Posts: 66 | Registered: Apr 2005
I'll read the 700 words you've got. What you've posted so far looks good to me. I don't fully agree with any of the complaints raised, though they aren't totally groundless.
I suspect that in a 700 word story dealing with the end of the world, you aren't going to have room for the amount of POV development I'd normally prefer, so I'm not going to mention it since you don't do anything definitely wrong.
I read the excerpt you sent and think using "the professor" works just fine -- except perhaps the initial transition from Dr. Fargo to "the professor."
In molding the professor's speaking style, I think two stereotypes could be considered. In speaking to lay people (so to speak), scientists tend to adopt an academic, lecturing style when explaining what they do or what the results of thier work may be -- they may want to make sure they have explained things in a comprehensive manner. When explaining things to peers, economy of words and succintness are generally the rule, much as would be the approach for a scientific paper.
The professor in your story fit well within my concept of how he might speak to an assembly of different people and it flowed smoothly. I think his crying scene is superfluous and out of character, though. It could go and you wouldn't lose anything.
Gah, I was having a brain fart this entire time, I suppose.
When you want to signal to the reader that a character's name isn't very important, there are a number of good ways to accomplish this. One way is to introduce them by title first. This is also somewhat in line with resolving the designator switch issue. Another way is to use "a" in front of the name, indicating that the name is just a name, not really a character.
quote:Next on the agenda was a professor of Economics from Clarkston State, a Dr. Fargo.
As for the crying scene, the real problem isn't that it's out of character, the problem is that you're overdeveloping this character. You want him to be a bit one-dimensional, "the expert witness". If he were going to be in many more scenes (and this would be easy to justify, apparently the local collage is going to be pretty important to the entire story), then it would make sense to give him a bit more personal history. But as it is, you want the reader to forget about him as a person and only remember what he says as an expert.

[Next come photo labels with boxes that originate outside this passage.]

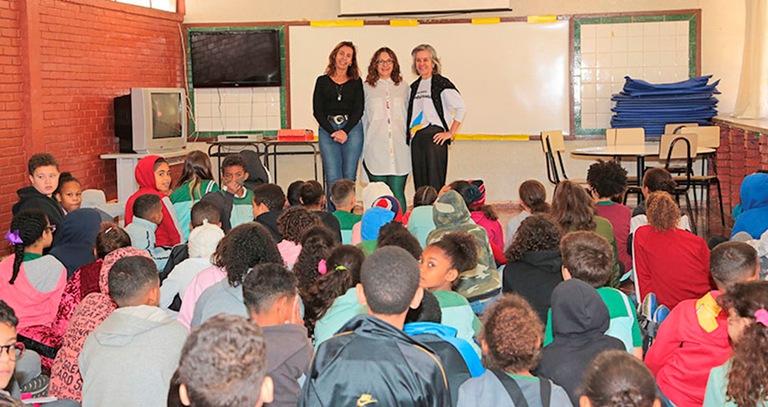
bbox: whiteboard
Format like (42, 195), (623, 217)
(288, 21), (570, 136)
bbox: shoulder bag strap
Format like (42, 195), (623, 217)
(539, 377), (552, 407)
(490, 369), (528, 407)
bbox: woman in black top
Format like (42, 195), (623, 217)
(312, 41), (364, 212)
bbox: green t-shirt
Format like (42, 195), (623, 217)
(333, 211), (363, 230)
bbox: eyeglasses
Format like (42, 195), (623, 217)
(0, 342), (24, 362)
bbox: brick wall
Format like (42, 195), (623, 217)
(711, 122), (768, 231)
(0, 0), (184, 250)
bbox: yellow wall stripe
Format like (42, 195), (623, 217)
(309, 20), (365, 27)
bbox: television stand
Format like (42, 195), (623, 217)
(99, 150), (192, 205)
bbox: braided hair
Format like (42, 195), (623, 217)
(8, 209), (48, 285)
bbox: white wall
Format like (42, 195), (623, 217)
(184, 0), (745, 201)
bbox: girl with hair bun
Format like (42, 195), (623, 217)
(579, 350), (660, 407)
(170, 151), (219, 242)
(504, 179), (549, 251)
(704, 281), (768, 407)
(419, 232), (481, 356)
(304, 245), (365, 344)
(633, 191), (715, 309)
(0, 209), (67, 332)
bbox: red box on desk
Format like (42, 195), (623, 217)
(277, 129), (315, 141)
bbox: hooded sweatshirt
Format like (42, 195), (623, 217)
(125, 155), (186, 247)
(427, 190), (501, 302)
(79, 305), (187, 407)
(503, 250), (563, 322)
(49, 246), (149, 401)
(190, 278), (248, 328)
(538, 279), (626, 405)
(49, 208), (101, 279)
(731, 173), (768, 239)
(12, 185), (64, 231)
(262, 324), (314, 407)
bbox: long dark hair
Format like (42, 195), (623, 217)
(8, 209), (48, 285)
(718, 281), (768, 407)
(304, 245), (365, 336)
(550, 181), (597, 234)
(325, 41), (360, 80)
(179, 151), (213, 201)
(365, 47), (403, 86)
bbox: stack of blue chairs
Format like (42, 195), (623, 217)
(611, 75), (720, 137)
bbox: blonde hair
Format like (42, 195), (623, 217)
(411, 44), (443, 75)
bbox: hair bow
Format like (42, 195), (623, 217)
(5, 229), (24, 244)
(755, 308), (768, 327)
(317, 259), (328, 276)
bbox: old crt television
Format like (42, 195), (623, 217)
(189, 30), (282, 88)
(114, 88), (187, 154)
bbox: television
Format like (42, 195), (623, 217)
(189, 30), (282, 88)
(114, 88), (187, 154)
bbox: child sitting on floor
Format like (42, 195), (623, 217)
(645, 242), (759, 407)
(420, 232), (481, 355)
(160, 222), (224, 311)
(125, 194), (171, 272)
(202, 153), (253, 233)
(579, 350), (660, 407)
(79, 256), (187, 407)
(277, 206), (323, 270)
(458, 294), (571, 406)
(331, 179), (363, 244)
(13, 153), (64, 233)
(125, 155), (182, 247)
(544, 232), (643, 359)
(170, 151), (219, 242)
(175, 314), (274, 407)
(304, 245), (365, 348)
(243, 264), (314, 406)
(704, 281), (768, 407)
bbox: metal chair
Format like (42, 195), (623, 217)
(659, 134), (698, 234)
(541, 130), (587, 185)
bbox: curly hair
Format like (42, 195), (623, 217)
(504, 215), (561, 263)
(718, 281), (768, 407)
(8, 209), (48, 285)
(428, 232), (478, 290)
(293, 226), (336, 301)
(96, 222), (131, 259)
(643, 167), (677, 194)
(480, 294), (544, 373)
(587, 160), (627, 198)
(277, 206), (323, 243)
(560, 231), (614, 288)
(584, 350), (656, 407)
(325, 41), (360, 80)
(179, 150), (213, 201)
(413, 185), (437, 208)
(376, 220), (421, 260)
(177, 314), (267, 407)
(304, 245), (365, 336)
(213, 222), (283, 287)
(517, 179), (549, 213)
(365, 47), (403, 86)
(645, 191), (680, 232)
(550, 180), (597, 234)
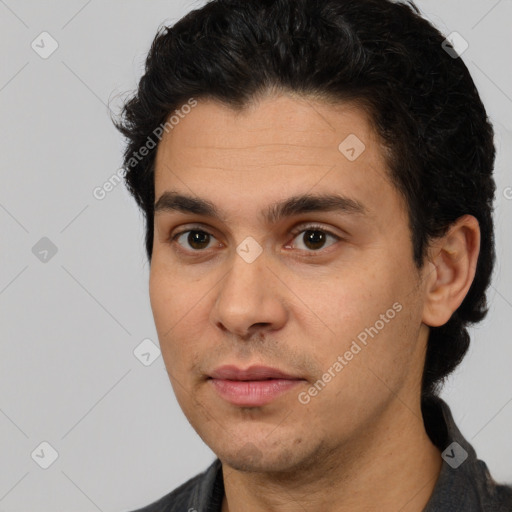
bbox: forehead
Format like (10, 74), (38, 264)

By the way, make sure to read 1632. Your scenario is very different in certain important ways, but the central similarity is too marked to ignore.
So, Survivor, you agree that he shouldn't cry? My hope was to show the council how desperate the situation is (look, even bloodless academics are freaking out!), but I suppose I could have a councilman lose it instead.
I like the way you reworded the intro; I think I'll adopt it.
Oooh, now that you threaten to do that, I don't like the repetition of "a". Maybe "one" should go in place of the second.
I can appreciate your motive for having the professor crack a bit, and that was already going well. The problem is that you have the professor break down over something totally unrelated to the resource problem he's there to highlight.
Now, if an earlier interview had been with a professor of quantum physics explaining that it was impossible to go back to the same future they'd left, having someone cry over the permanent loss of loved ones would make some sense. But this professor is talking about who's going to die.
But it still might be the wrong tone altogether. I liked the dry, cold style of the professor. He clearly knew what he was saying, but also knew it would be pointless to avoid saying it. There was just no room for doubt. By the way, I think that when someone says "what about food rationing?" he should say "that's with food rationing." Something like that.